Chiefs ‘could forfeit pay-outs’

p5333UK-News-4-1

Published: Tuesday 28th October 2014 by The News Editor

Comments (0)

Highly paid public sector administrators who receive large redundancy pay-outs then return to the same part of the public sector could be forced to hand back the money to the Exchequer.

The Treasury is setting out proposals for legislation requiring individuals earning more than £100,000 who return to the same part of public sector within 12 months of taking redundancy to return all or part of their pay-off.

It is expected the measure – which is included in the Small Business, Enterprise and Employment Bill currently going through Parliament – will mainly affect NHS and local government administrators.

The Treasury said that of the 19,000 NHS administrators made redundant between 2010 and 2013, almost 20% rejoined the NHS while 16% of local government chief executives who left by mutual agreement between 2007 and 2009 had been employed by another council within a year.

Chief Secretary to the Treasury Danny Alexander said: “It’s only fair that highly-paid executives who receive a redundancy pay-out from the public purse and then quickly return to the same part of the public sector repay the taxpayer.

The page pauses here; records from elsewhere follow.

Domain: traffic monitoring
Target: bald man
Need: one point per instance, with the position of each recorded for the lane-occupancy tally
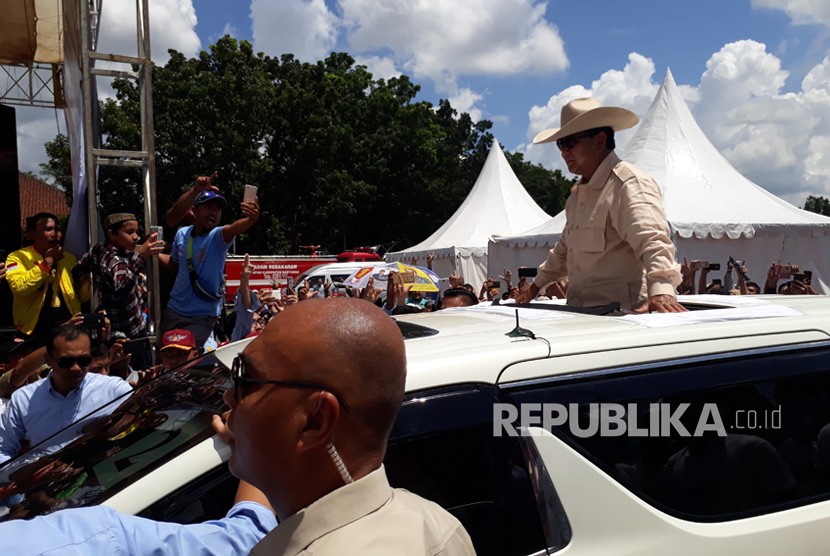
(310, 416)
(314, 398)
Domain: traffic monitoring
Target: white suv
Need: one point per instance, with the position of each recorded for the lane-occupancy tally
(545, 431)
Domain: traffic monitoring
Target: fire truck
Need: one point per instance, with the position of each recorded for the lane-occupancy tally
(281, 270)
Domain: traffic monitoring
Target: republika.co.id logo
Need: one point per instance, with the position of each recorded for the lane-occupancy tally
(613, 419)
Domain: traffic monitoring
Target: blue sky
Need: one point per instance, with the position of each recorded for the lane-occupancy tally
(756, 73)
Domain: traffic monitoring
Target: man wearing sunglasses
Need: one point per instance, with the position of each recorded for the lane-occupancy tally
(311, 411)
(616, 244)
(41, 409)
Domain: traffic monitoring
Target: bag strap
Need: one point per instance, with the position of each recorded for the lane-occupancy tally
(198, 288)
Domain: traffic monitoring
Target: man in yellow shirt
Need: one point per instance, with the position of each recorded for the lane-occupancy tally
(40, 279)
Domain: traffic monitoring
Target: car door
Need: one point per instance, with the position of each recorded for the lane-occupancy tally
(754, 478)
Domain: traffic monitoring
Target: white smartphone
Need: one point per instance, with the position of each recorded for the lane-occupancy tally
(249, 194)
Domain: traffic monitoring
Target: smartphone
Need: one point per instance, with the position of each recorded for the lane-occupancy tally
(249, 193)
(93, 321)
(138, 344)
(159, 232)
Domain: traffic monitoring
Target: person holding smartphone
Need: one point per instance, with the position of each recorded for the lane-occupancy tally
(116, 267)
(198, 261)
(40, 278)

“Reforming the public sector so it works for Britain has been a key part of this government’s drive to create a stronger economy and fairer society.”

If the measure becomes law, it will take effect from 2016.

For Labour, shadow treasury chief secretary Chris Leslie said the measure was “too little, too late”.

“Ministers could have acted on this years ago before they wasted millions of pounds firing and then rehiring staff. In the NHS alone, the Government’s reckless reorganisation has seen £1.6 billion spent on redundancies,” he said.